Single GPU got overall lower accuracies. ARC-c, hellaswag and GSM8K drop 0.3~0.5. I thought that data-parallel only speeds up the evaluation. Where did the difference come from?

Below is the command line I used for ARC-c. Use CUDA_VISIBLE_DEVICES to control the number of GPUs.

accelerate launch --main_process_port $PORT -m lm_eval \
        --model hf \
        --model_args pretrained=huggyllama/llama-7b \
        --tasks arc_challenge \
        --num_fewshot 25 \
        --output_path $output_path \
        --batch_size $batch_size
LSinev commented 6 months ago

Thank you for your efforts! Great table with results to compare!
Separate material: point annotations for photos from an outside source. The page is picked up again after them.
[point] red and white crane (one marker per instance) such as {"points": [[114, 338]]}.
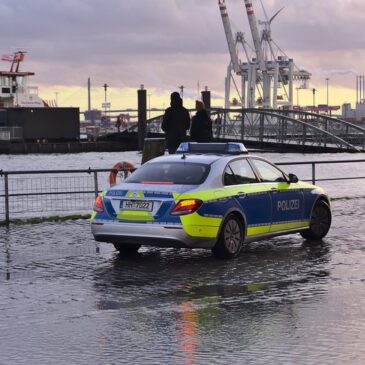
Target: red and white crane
{"points": [[268, 70]]}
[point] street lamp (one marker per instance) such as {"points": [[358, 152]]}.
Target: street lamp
{"points": [[105, 86], [181, 87], [149, 106]]}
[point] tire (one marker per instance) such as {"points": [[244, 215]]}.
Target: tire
{"points": [[126, 249], [320, 222], [230, 239]]}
Where did the difference come from?

Please check other issues/discussions about speed, batches and multiple GPU usage for ideas. For example (but not limited to), https://github.com/EleutherAI/lm-evaluation-harness/issues/1625 https://github.com/EleutherAI/lm-evaluation-harness/issues/704#issuecomment-1670189773

HsuWanTing commented 6 months ago

Thank @LSinev for the quick reply. I've checked the issues you linked and also searched for some others by myself. Most of the issues focus on the difference between different batch sizes which is usually very small. I understand there will be some order difference so the loglikelihood might be slightly different and this small difference is acceptable to me.

However, I didn't find the issue about the difference between different numbers of GPUs. In my case, the accuracy drops 0.3~0.5 when using a single GPU. I think the drop is quite large. Is this also an expected result?

LSinev commented 6 months ago

Is this also an expected result?

No idea. According to your results from table it is also task dependent issue. You may want to further research this case with deep diving in code an logging. May be even use not yet merged PRs like https://github.com/EleutherAI/lm-evaluation-harness/pull/1731 to check consistency of tokenization (may be some adding of special tokens happens incorrectly), propagation of seeds, splitting (and restoring original order) of batches and so on.

If even just batch size makes difference, I suppose multiple GPU may propose even more difference.